美里の言葉が、鋭いナイフのように心に突き刺さった。
俺は知っていた。俺が反抗すればするほど、心美は父に自由を抑圧されていることを。

兄みたいになるな、お前だけはああなるなよ、変な影響を受けないようにあまり兄とは一緒に過ごすな、常につつましくいろ、聞き分けのいい子でいろ。

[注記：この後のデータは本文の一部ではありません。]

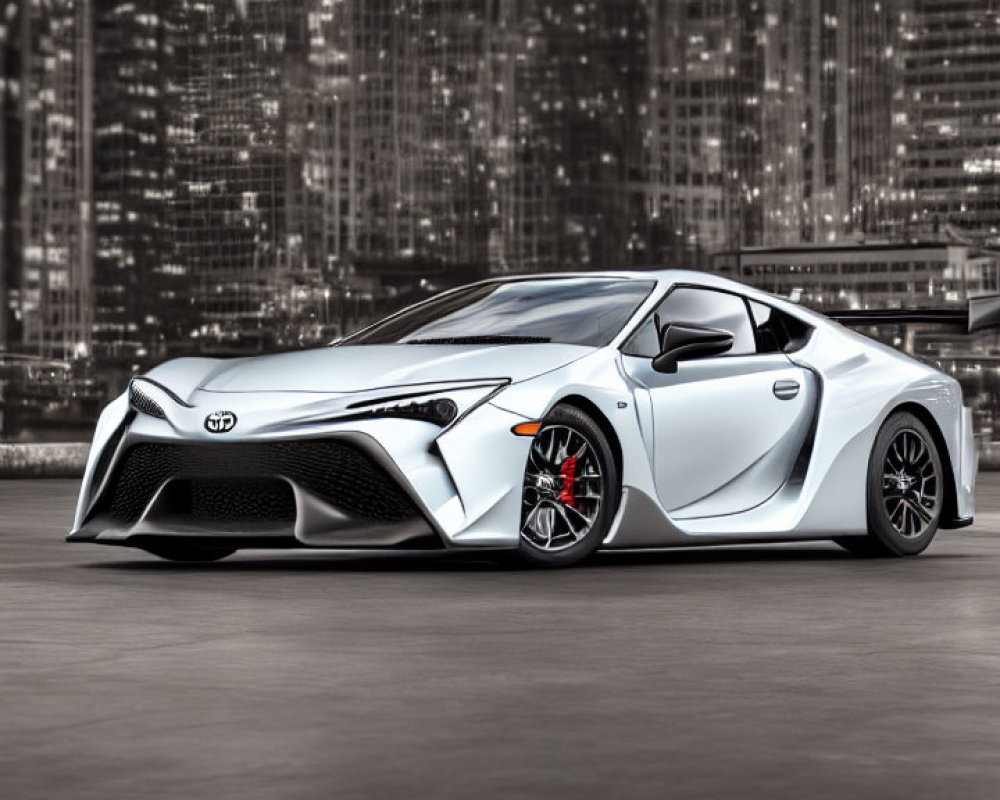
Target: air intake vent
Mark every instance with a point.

俺が反抗した分だけ、心美の心は父の言葉によって縛られていった。
俺のせいで、心美の笑顔は消えたんだ。

「転校しよう……心美。俺が、親父に言ってやるから。大丈夫だから」
誰かに転ばされたのだろうか……血が出ている膝を見て、俺は安心させるように呟いた。
心美は、最初体を強張らせていたが、俺の言葉に安心したのか、大きな声で泣き出した。

見て見ぬふりをして、ごめんな、心美。
無責任な、最低な兄でごめんな、心美。

こんなに小さな妹を傷つけていた自分に、それに今まで気付かなかった自分に、死んでしまいたいくらい嫌気がさした。

「心美、誰にいじめられたんだ……?」
恐る恐る問いかけると、心美は泣きながら必死に口を開いた。
「誠君のこと、好きだっていう中学の先輩に、突き飛ばされたの……っ」
「え……」
「何度も住所を聞かれて、でも誠君には彼女がいるから、無視してたら後ろからっ……」
心美は、俺を守るために傷ついたのか? そんな心美を俺は今まで無視し続けていたのか?
その事実に絶句してしまい、俺は心美を抱きしめる以外慰める方法が見つからなかった。
それから、擦りきれそうな声で謝った。